# The Proof of the Divisibility by 3

In the previous post, we have discussed about divisibility by 2. In this post, we discuss about divisibility by 3.

Rule: A number is divisible by 3 if the sum of the digits is divisible by 3.

The number 321 is divisible by 3 because 3 + 2 + 1 = 6 is divisible by 3. On the other hand, the number 185 is not divisible by 3 because 1 + 8 + 5 = 14 is not divisible by 3. Now, why does this rule work?

Notice how the numbers are represented in expanded notation: $534 = 5(100) + 3(10) + 4$ $185 = 1(100) +8(10) + 5$

This means that number in hundreds can be represented as $100h + 10t + u$

where h, t, u are the hundreds, tens, and units digits.

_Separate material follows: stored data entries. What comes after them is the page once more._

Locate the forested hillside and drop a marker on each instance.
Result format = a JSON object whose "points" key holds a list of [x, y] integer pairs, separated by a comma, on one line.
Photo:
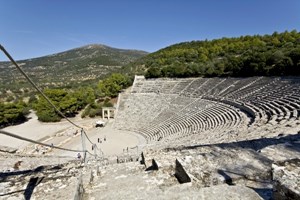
{"points": [[268, 55], [70, 69]]}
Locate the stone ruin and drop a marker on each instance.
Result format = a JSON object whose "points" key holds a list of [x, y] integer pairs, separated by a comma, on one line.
{"points": [[207, 138]]}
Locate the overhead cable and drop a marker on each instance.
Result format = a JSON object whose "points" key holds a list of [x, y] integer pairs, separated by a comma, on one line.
{"points": [[35, 86], [36, 142]]}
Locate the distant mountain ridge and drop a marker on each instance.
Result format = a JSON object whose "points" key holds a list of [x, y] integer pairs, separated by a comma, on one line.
{"points": [[89, 62]]}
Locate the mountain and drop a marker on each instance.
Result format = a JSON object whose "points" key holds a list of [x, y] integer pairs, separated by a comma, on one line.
{"points": [[264, 55], [73, 67]]}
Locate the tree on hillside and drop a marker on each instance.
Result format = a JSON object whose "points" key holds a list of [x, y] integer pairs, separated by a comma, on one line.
{"points": [[111, 86]]}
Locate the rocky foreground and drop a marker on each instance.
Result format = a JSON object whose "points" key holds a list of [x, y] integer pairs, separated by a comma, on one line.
{"points": [[258, 169]]}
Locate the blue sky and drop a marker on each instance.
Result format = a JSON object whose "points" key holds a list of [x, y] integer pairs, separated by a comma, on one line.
{"points": [[33, 28]]}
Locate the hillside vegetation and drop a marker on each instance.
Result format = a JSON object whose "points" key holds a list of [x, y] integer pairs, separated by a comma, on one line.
{"points": [[269, 55], [70, 69]]}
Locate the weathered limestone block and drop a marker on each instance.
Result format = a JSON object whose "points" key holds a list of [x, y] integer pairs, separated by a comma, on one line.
{"points": [[286, 177], [180, 173]]}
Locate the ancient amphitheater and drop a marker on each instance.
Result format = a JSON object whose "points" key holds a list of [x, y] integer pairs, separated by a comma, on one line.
{"points": [[206, 138]]}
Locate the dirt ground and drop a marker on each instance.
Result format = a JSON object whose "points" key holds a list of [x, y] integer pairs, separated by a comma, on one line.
{"points": [[63, 134]]}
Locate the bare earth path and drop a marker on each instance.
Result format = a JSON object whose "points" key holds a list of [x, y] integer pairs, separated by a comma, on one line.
{"points": [[62, 134]]}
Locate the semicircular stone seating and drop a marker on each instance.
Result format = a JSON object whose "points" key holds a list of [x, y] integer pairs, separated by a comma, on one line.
{"points": [[209, 110]]}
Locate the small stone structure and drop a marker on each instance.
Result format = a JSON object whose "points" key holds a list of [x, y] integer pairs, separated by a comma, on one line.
{"points": [[181, 174], [108, 112], [286, 177]]}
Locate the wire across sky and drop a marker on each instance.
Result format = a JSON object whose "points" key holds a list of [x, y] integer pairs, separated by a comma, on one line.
{"points": [[36, 28]]}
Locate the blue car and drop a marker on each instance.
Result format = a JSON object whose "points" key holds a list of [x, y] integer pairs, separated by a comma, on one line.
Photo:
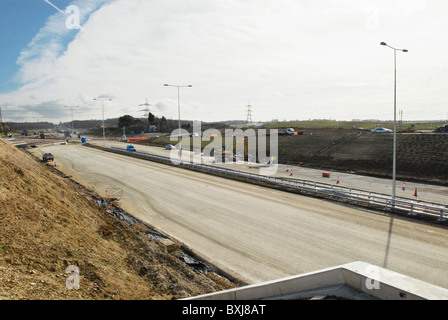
{"points": [[130, 147]]}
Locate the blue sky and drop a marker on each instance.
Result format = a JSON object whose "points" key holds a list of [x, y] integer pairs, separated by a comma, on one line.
{"points": [[290, 59]]}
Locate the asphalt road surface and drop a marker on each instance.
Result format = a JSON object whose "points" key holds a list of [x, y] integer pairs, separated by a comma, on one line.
{"points": [[255, 233], [425, 191]]}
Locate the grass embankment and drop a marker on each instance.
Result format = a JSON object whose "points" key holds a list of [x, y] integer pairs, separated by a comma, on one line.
{"points": [[48, 223]]}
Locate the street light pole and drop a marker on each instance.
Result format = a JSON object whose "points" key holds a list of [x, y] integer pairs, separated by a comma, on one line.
{"points": [[178, 110], [102, 106], [394, 161]]}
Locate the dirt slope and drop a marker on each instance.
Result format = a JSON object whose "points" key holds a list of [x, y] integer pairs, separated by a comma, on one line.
{"points": [[47, 223]]}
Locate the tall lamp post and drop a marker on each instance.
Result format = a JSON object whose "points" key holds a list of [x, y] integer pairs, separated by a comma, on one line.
{"points": [[394, 169], [178, 110], [102, 106]]}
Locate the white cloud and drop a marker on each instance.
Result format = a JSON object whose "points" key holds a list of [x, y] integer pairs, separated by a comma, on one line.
{"points": [[290, 59]]}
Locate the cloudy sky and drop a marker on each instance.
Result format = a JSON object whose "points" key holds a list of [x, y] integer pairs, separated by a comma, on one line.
{"points": [[288, 59]]}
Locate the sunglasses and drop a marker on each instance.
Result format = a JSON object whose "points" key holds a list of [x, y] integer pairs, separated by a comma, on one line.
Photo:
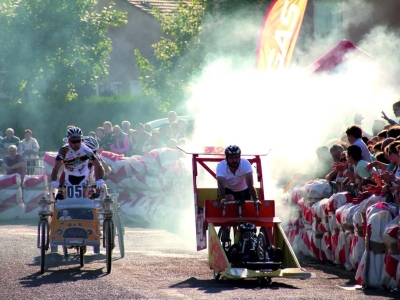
{"points": [[75, 141]]}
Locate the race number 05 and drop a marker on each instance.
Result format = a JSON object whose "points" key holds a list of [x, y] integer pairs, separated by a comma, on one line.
{"points": [[74, 191]]}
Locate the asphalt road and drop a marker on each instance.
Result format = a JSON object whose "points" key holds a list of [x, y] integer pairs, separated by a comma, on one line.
{"points": [[158, 264]]}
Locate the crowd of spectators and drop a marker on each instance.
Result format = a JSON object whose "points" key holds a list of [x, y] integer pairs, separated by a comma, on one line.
{"points": [[123, 139], [22, 156], [363, 163]]}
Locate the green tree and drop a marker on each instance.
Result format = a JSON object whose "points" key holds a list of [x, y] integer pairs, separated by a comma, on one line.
{"points": [[54, 49], [190, 38]]}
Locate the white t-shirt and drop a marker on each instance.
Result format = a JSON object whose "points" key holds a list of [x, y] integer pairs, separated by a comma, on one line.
{"points": [[236, 182]]}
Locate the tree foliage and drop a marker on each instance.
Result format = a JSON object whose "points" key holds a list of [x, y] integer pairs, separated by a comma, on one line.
{"points": [[54, 49], [190, 36]]}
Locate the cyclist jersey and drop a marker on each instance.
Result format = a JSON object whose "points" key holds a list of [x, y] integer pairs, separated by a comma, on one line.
{"points": [[235, 182], [75, 162]]}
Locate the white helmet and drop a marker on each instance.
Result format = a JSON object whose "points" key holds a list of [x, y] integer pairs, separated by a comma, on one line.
{"points": [[74, 132], [91, 142]]}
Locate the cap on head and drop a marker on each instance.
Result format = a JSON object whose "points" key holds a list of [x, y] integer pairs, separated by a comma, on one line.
{"points": [[74, 132], [91, 142], [232, 150]]}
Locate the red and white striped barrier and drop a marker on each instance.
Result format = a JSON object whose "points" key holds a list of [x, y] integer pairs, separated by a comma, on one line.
{"points": [[35, 188], [11, 205]]}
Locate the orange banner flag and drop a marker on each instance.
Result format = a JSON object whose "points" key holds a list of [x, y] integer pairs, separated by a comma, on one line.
{"points": [[279, 34]]}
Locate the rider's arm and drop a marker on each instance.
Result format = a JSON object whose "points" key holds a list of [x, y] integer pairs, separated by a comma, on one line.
{"points": [[250, 185], [56, 168], [98, 168], [221, 187]]}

Now, we can represent $100h + 10t + u$ as $(99h + h) + (9t + t) + u$ and regroup the terms as $(99h + 9t) + (h + t + u)$.

Of course, $99h + 9t$ is divisible by 3, so it only remains to show that $h + t + u$ is divisible by 3. But, $h + t + u$ is the sum of the digits of a 3-digit number. This proves (for three digit numbers) that the rule above is true.

Although the proof above works only for 3-digit numbers,  it can be done to any number of digits.